Al Hirschfeld Delights at New York Historical Society
Revisiting “The Hirschfeld Century: The Art of Al Hirschfeld” Exhibit now at the New York Historical Society was akin to a reunion with famous “friends.” Among its treasures: a 1964 image of Mostel as Tevye, a caricature montage of “the 9 Old Men of The Supreme Court of 1937” a jaw-dropping 75 strong Who’s Who of Hollywood stars, a visceral rendition of “The Miracle Worker” ‘s Anne Bancroft with an almost, “audible” Patty Duke, plus his signature N.Y. Times’ Broadway opening montages with the hidden “Ninas.”
After meeting Hirschfeld at a performance of “The Chopin Playoffs” in 1986, he invited my daughter Karen and I to his East 95th Street townhouse (which he revealed he had purchased in 1947 for $27,000!). Ensconced in a barber chair, Hirschfeld recalled starting as a 17-year-old at the then New York-based Goldwyn studios. “I don’t find anything particularly witty about the exaggeration of anatomical features. If someone has a big nose, to make it bigger is no accomplishment. Drawing Jimmy Durante a number of years ago, I left the nose off… There is something mysterious that happens, a kind of communication and recognition and has nothing to do with a big nose, small nose or color of hair. I try to capture the character of the person. The villains and the heroes are not of my making. They are the playwrights’ creation.”
“I learned to draw in the dark. For years I practiced drawing in my pocket on subways and I’ve learned to read my hieroglyphics…. In the early years it was a trauma. Every week I was called on the carpet. I had an editor, Mr. Markel, and he would say: ‘I go to the theater, I see very beautiful, glamorous people and I pick up the ‘Times” on Sunday and it’s a bunch of animals cavorting around there!’ I told him ‘You want an eye-ear-nose and throat man…. There is no shortage of photographs. I don’t know why you are using me really.’ I never had a contract. And then…it was accepted.”

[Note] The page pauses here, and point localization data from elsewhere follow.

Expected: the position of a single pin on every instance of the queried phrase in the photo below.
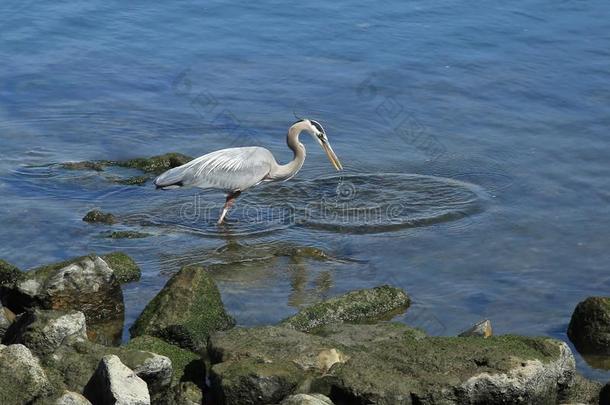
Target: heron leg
(228, 204)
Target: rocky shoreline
(61, 328)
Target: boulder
(264, 365)
(387, 363)
(382, 302)
(97, 216)
(307, 399)
(22, 379)
(186, 311)
(124, 267)
(589, 327)
(156, 164)
(84, 284)
(71, 398)
(187, 366)
(74, 364)
(44, 331)
(9, 274)
(114, 383)
(481, 329)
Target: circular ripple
(375, 203)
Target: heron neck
(285, 172)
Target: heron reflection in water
(234, 170)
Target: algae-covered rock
(84, 284)
(44, 331)
(589, 327)
(9, 274)
(354, 306)
(124, 267)
(157, 164)
(481, 329)
(387, 363)
(115, 383)
(71, 398)
(186, 311)
(307, 399)
(22, 379)
(265, 364)
(187, 366)
(128, 235)
(97, 216)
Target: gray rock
(44, 331)
(186, 311)
(124, 267)
(84, 284)
(481, 329)
(387, 363)
(72, 398)
(589, 327)
(382, 302)
(21, 376)
(307, 399)
(115, 383)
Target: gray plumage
(237, 169)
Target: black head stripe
(317, 125)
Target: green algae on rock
(97, 216)
(589, 327)
(124, 267)
(186, 310)
(388, 363)
(156, 164)
(382, 302)
(187, 366)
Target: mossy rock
(156, 164)
(589, 327)
(97, 216)
(9, 274)
(389, 363)
(124, 267)
(188, 366)
(186, 311)
(382, 302)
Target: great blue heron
(237, 169)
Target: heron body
(235, 170)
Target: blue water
(511, 99)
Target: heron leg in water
(228, 204)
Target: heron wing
(228, 169)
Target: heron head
(317, 131)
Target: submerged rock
(387, 363)
(156, 164)
(376, 303)
(44, 332)
(307, 399)
(86, 165)
(124, 267)
(97, 216)
(115, 383)
(481, 329)
(71, 398)
(22, 379)
(84, 284)
(187, 366)
(589, 327)
(186, 311)
(9, 274)
(128, 235)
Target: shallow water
(474, 137)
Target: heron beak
(331, 156)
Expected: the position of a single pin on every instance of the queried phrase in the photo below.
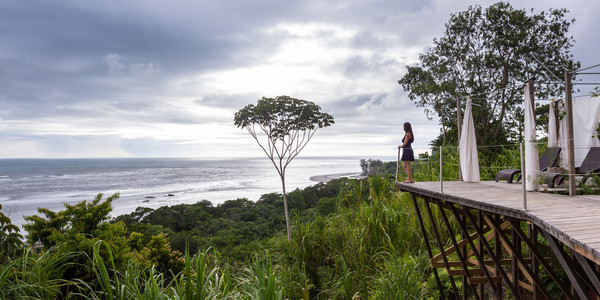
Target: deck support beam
(495, 254)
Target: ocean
(26, 184)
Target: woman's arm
(406, 139)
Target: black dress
(407, 152)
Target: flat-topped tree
(288, 124)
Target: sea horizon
(29, 183)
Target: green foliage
(33, 276)
(234, 227)
(490, 53)
(10, 238)
(288, 124)
(82, 219)
(342, 255)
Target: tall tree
(288, 125)
(489, 54)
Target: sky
(157, 78)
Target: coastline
(327, 177)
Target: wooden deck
(575, 221)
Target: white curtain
(469, 161)
(586, 115)
(532, 164)
(552, 123)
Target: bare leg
(406, 166)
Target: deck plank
(575, 221)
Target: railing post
(441, 171)
(398, 166)
(523, 176)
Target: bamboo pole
(459, 123)
(441, 172)
(398, 166)
(571, 143)
(523, 176)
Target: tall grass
(370, 249)
(33, 276)
(201, 279)
(346, 255)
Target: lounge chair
(589, 167)
(548, 159)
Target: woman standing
(407, 152)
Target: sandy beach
(326, 178)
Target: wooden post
(523, 176)
(441, 172)
(459, 122)
(532, 96)
(398, 166)
(571, 142)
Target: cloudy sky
(157, 78)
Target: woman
(407, 152)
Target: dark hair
(407, 129)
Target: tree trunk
(287, 216)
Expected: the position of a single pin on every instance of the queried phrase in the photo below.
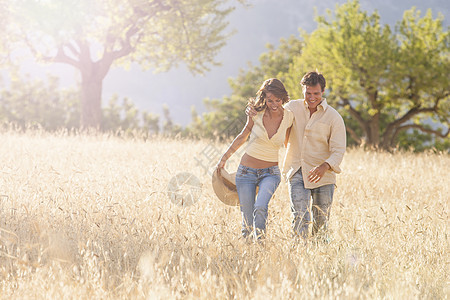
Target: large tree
(91, 36)
(227, 116)
(386, 81)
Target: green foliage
(385, 82)
(226, 117)
(39, 103)
(43, 104)
(91, 36)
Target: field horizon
(94, 216)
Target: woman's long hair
(272, 85)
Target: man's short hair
(313, 78)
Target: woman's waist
(253, 162)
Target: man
(315, 149)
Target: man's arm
(337, 144)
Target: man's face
(313, 95)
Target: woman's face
(273, 103)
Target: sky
(265, 21)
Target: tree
(39, 103)
(386, 81)
(91, 36)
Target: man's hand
(316, 173)
(250, 111)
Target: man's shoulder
(331, 110)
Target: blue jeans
(254, 208)
(322, 198)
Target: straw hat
(224, 185)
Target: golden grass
(90, 217)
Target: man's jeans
(301, 202)
(254, 213)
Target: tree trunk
(91, 102)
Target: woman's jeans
(254, 213)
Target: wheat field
(90, 217)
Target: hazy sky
(266, 21)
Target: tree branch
(391, 129)
(61, 57)
(353, 135)
(354, 113)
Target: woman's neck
(274, 114)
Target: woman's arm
(237, 142)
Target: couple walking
(314, 134)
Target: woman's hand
(221, 164)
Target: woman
(259, 164)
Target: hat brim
(224, 186)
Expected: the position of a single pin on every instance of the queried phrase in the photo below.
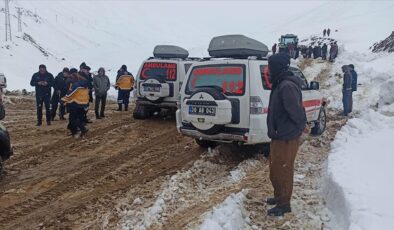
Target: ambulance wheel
(320, 124)
(141, 112)
(206, 144)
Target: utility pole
(19, 19)
(8, 35)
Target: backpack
(354, 80)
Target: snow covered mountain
(112, 33)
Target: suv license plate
(151, 89)
(198, 110)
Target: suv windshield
(162, 70)
(230, 79)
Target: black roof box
(236, 46)
(169, 51)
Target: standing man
(324, 51)
(347, 90)
(286, 121)
(77, 99)
(60, 90)
(101, 86)
(274, 49)
(43, 82)
(124, 85)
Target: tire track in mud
(86, 177)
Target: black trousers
(100, 100)
(56, 99)
(123, 97)
(40, 101)
(76, 120)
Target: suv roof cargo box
(236, 46)
(169, 51)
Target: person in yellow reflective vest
(77, 101)
(124, 85)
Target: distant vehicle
(5, 143)
(287, 39)
(225, 98)
(159, 80)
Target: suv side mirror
(314, 85)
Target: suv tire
(217, 95)
(141, 112)
(206, 144)
(320, 124)
(160, 99)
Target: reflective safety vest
(79, 96)
(125, 82)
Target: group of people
(73, 92)
(311, 52)
(320, 51)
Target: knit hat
(278, 63)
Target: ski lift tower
(8, 35)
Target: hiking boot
(279, 210)
(271, 201)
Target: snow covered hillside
(109, 34)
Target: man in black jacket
(60, 90)
(286, 121)
(43, 82)
(347, 91)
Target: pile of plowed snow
(385, 45)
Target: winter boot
(279, 210)
(271, 201)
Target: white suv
(159, 80)
(225, 98)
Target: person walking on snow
(274, 49)
(60, 90)
(124, 85)
(286, 121)
(347, 99)
(324, 51)
(101, 86)
(43, 82)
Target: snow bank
(229, 215)
(360, 169)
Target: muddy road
(132, 174)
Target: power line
(8, 35)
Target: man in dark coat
(60, 90)
(347, 99)
(43, 82)
(101, 86)
(286, 121)
(324, 51)
(310, 52)
(274, 49)
(123, 95)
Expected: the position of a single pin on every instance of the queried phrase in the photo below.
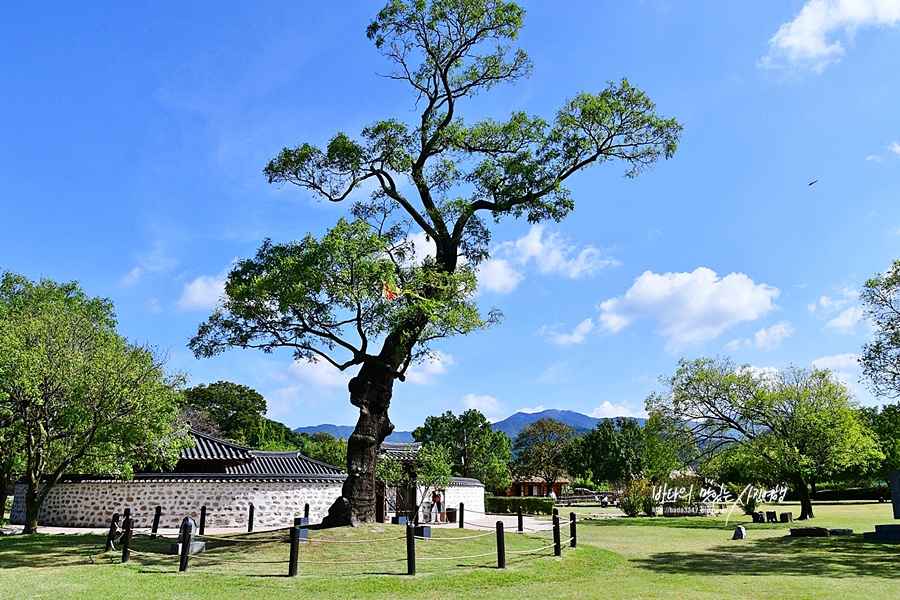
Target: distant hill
(511, 425)
(344, 431)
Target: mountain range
(511, 425)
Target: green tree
(880, 359)
(429, 470)
(439, 175)
(476, 449)
(800, 422)
(237, 409)
(83, 398)
(541, 449)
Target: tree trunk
(32, 506)
(806, 511)
(371, 391)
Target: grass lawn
(615, 558)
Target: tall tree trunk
(803, 492)
(371, 391)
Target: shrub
(532, 505)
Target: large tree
(542, 449)
(476, 449)
(82, 397)
(881, 356)
(359, 298)
(800, 423)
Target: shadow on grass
(844, 556)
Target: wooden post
(295, 551)
(156, 514)
(127, 525)
(501, 546)
(557, 546)
(410, 550)
(185, 544)
(573, 543)
(111, 536)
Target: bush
(635, 496)
(532, 505)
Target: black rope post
(127, 525)
(501, 546)
(573, 543)
(156, 514)
(295, 551)
(557, 546)
(111, 536)
(185, 538)
(410, 550)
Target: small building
(225, 477)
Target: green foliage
(796, 423)
(475, 448)
(531, 505)
(636, 496)
(82, 398)
(880, 359)
(541, 449)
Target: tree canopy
(797, 422)
(82, 397)
(358, 296)
(476, 449)
(541, 449)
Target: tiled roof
(400, 450)
(207, 447)
(282, 463)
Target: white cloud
(498, 276)
(689, 307)
(426, 372)
(547, 251)
(837, 361)
(202, 293)
(846, 321)
(319, 374)
(771, 338)
(767, 339)
(608, 410)
(804, 41)
(578, 335)
(487, 405)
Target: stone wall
(92, 503)
(471, 494)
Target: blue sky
(134, 137)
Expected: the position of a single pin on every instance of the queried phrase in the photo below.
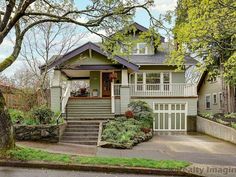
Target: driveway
(195, 147)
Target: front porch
(113, 85)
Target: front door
(106, 85)
(170, 117)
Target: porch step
(83, 119)
(87, 142)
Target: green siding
(157, 67)
(84, 59)
(95, 81)
(178, 77)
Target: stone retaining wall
(216, 129)
(47, 133)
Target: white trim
(169, 111)
(206, 95)
(213, 101)
(220, 106)
(138, 48)
(104, 71)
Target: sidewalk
(62, 148)
(212, 170)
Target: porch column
(124, 91)
(124, 77)
(56, 91)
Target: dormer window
(140, 49)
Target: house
(11, 95)
(215, 96)
(113, 84)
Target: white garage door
(170, 116)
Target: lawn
(30, 154)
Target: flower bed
(133, 128)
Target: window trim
(213, 101)
(138, 49)
(161, 79)
(207, 95)
(221, 104)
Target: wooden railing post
(112, 98)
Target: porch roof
(58, 60)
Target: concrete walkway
(196, 148)
(62, 148)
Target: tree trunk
(7, 139)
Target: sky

”My mother — who came from Kharkov, Ukraine — arrived here at sixteen knew no English, but spoke Yiddish, Russian and some German. My father —third generation American — came from Albany. He checked into a boarding house overnight, met this pretty girl who had arrived a few weeks before. They could not communicate in any language but married and had three children. My mother’s philosophy was that no matter what happened, it could always be worse… She’d say locks are made for burglars. Never had a lock on her door — just trusted people. My father was a wonderful fellow, he was the umpire of [a local] ballgame, but my mother ran the family. She was the one who worked as a saleslady at Wertheimer’s. They celebrated their 65th anniversary in this house a few weeks ago.”
“You’ve been hiding your daughter Nina’s name in cartoons for years,” I said. “And since my youngest daughter is Nina we’d rush to your Sunday NY Times caricature to see who would be first to find all the hidden “Nina’s”.
In 1945 when Nina Hirschfeld was born (to Al and Mrs. Hirschfeld, then former actress Dolly Haas) the first “Nina the Wonderful” appeared in a poster background of “Are You With It?” Eventually “Nina” was incorporated into shoes, strands of hair, clothing, etc. When readers caught on to this secret “joke” Hirschfeld began to put a number next to his signature telling the reader how many “Nina’s” to look for.
Even the Pentagon asked permission to use Hirschfeld’s drawing to train pilots. “Blowups of the drawing were to be shown on a full-size movie screen and the student pilots would be required to ferret out the ’Nina’s’ in the drawing.” Grading was based on the speed with which the pilots located the “Nina” targets.
You have until October 12 to see this remarkable exhibit which was organized by Louise Kerz Hirschfeld President, The Al Hirschfeld Foundation and curated by David Leopold.